A damning report against the council (AICTE) by a state-level expert committee says, "It is abundantly clear that there are too many substandard institutes with countless programmes and considerable examples of deceptive nomenclatures."
India has 234 degree and 399 diploma engineering courses. "It is unfortunate that the AICTE has approved different nomenclatures for basic engineering courses and increased the number of undergraduate engineering programmes, which is suggestive of the downfall of engineering education," the report says.
Listed as separate courses in the AICTE manual are: electrical engineering, electrical and electronics engineering, electrical and power engineering, electrical engineering (electrical and power), electrical engineering (electronics and power), electrical and electronics (power system). The committee has recommended that these courses be offered as one programme: electrical engineering.
Experts say the fact that there are 42 degree programmes in electrical engineering and electronics, all with "outlandish nomenclature", indicates that these have been created for the convenience of private institutes. "A new college has to start with a minimum student intake of 300, distributed equally among five branches. Different nomenclatures benefit profit-minded institutes that want only popular disciplines," said a member of the committee, which analysed vacancies in professional courses and suggested remedial measures. Headed by G D Yadav, the vice-chancellor of the Institute of Chemical Technology, Matunga, the committee recently submitted its report to the chief minister.

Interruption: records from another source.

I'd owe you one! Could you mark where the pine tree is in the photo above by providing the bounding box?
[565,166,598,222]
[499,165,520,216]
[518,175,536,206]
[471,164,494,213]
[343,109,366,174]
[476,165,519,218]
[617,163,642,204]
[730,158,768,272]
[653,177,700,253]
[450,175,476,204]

Experts wonder if there are industries that recruit the products of all the courses. The report says that the world over, the development of new programmes starts with PhD and master's, followed by bachelor's programmes when an industry is developed. But in India, "more diploma holders are permitted to pursue degree programmes to fill vacancies and more management institutes are created to provide a channel to the increasing number of unemployable engineering graduates... Since there are no corresponding opportunities in the manufacturing sector, the higher education system creates pools of ill-trained, unemployable professionals going for poorly paid jobs."